In the continual search for an effective way to stop lung cancer from spreading, or from developing in the first place, researchers report they may have found a unique approach to tackle the insidious cancer. By using monobodies, the scientists say they have found a new way to block the action of genetic mutations found in nearly one-third of all cancers, including mesothelioma.
Researchers from the University of Illinois at Chicago (UIC) report they are turning to monobodies, synthetic binding proteins, instead of antibodies, when looking at a key target of many cancers – the RAS family of proteins. They report that the NS1 monobody, that they developed, can block the activity of the RAS proteins that control cell division and can drive healthy cells to divide uncontrollably, according to a Nov. 7 press release from the UIC.
“We did not look for a drug or specifically for an inhibitor,” said John O’Bryan, associate professor of pharmacology in the UIC College of Medicine, and a member of the UIC Cancer Center and who holds an appointment at the Jesse Brown VA Medical Center in Chicago. “We used monobody technology, a type of protein-engineering technology, to identify regions of RAS that are critical for its function.”
The RAS body of proteins, which includes K-RAS, H-RAS and N-RAS, are found in close to 90 percent of pancreatic cancers and in high levels in colon cancer, lung cancer and melanoma, according to the researchers. According to some reports, mutations of the KRAS gene (Kirsten rat sarcoma viral oncogene homolog) are found in 20 to 25 percent of lung cancers. These cancers do not respond well to standard treatments and are extremely challenging to treat.
The team developed the NS1 monobody that binds to the RAS protein and acts as an inhibitor of the K-RAS and H-RAS proteins, but not the N-RAS. NS1 works by interfering with the proteins’ ability to form a molecular pair.
“These insights may help guide the development of new therapeutic approaches to treating cancer by interfering with mutant RAS function in cancer cells,” said the researchers.
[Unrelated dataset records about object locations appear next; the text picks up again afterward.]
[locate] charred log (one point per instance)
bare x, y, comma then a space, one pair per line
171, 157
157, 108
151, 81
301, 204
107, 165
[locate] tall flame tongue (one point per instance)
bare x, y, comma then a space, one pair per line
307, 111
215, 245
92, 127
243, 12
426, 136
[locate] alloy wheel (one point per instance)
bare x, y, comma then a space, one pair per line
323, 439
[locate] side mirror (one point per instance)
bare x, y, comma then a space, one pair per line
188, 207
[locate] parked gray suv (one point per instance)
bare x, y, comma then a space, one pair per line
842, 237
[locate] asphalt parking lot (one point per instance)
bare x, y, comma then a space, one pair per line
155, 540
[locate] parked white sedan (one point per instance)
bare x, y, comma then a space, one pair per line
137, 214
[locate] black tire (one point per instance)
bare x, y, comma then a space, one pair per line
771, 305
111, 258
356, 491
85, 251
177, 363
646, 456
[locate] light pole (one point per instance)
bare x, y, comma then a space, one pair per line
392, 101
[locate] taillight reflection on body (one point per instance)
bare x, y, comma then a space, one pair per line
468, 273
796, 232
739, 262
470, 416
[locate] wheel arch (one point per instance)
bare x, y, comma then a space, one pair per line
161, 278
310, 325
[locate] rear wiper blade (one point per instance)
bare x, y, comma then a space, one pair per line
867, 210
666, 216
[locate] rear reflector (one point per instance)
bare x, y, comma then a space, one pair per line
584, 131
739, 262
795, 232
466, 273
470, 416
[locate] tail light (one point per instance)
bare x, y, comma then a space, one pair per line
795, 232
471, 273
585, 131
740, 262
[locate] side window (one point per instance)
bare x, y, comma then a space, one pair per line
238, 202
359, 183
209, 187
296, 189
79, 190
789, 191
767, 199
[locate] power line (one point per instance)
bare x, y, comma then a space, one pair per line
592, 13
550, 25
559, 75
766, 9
Pleural mesothelioma, a rare form of cancer caused by exposure to airborne asbestos fibers, is highly aggressive and is resistant to many current treatments. Care often follows the same protocol as lung cancer, leading the mesothelioma community to keep a close eye on this research.
A Stand Up 2 Cancer dream team was funded this year to focus on KRAS-positive lung cancer. The team, led by Jeffrey Engelman, MD, PhD, Director, Thoracic Oncology & Molecular Therapeutics, Massachusetts General Hospital-Cancer Center, is focused on using existing drugs targeting mutated KRAS pathways in combination with other anti-cancer drugs to develop therapies that can kill these lung cancer cells. Visit the StandUp2Cancer website to find out more about the Dream Team.
“Development of effective RAS inhibitors represents a
‘holy grail’ in cancer biology,” O’Bryan said. “We now have a powerful tool we can use to further probe RAS function. While future studies and trials are needed before these findings can be leveraged outside the lab, this study provides new insight into how we can potentially inhibit RAS to slow tumor growth.”
See the Nov. 7 issue of Nature Chemical Biology for the full report of the study conducted by the UIC team.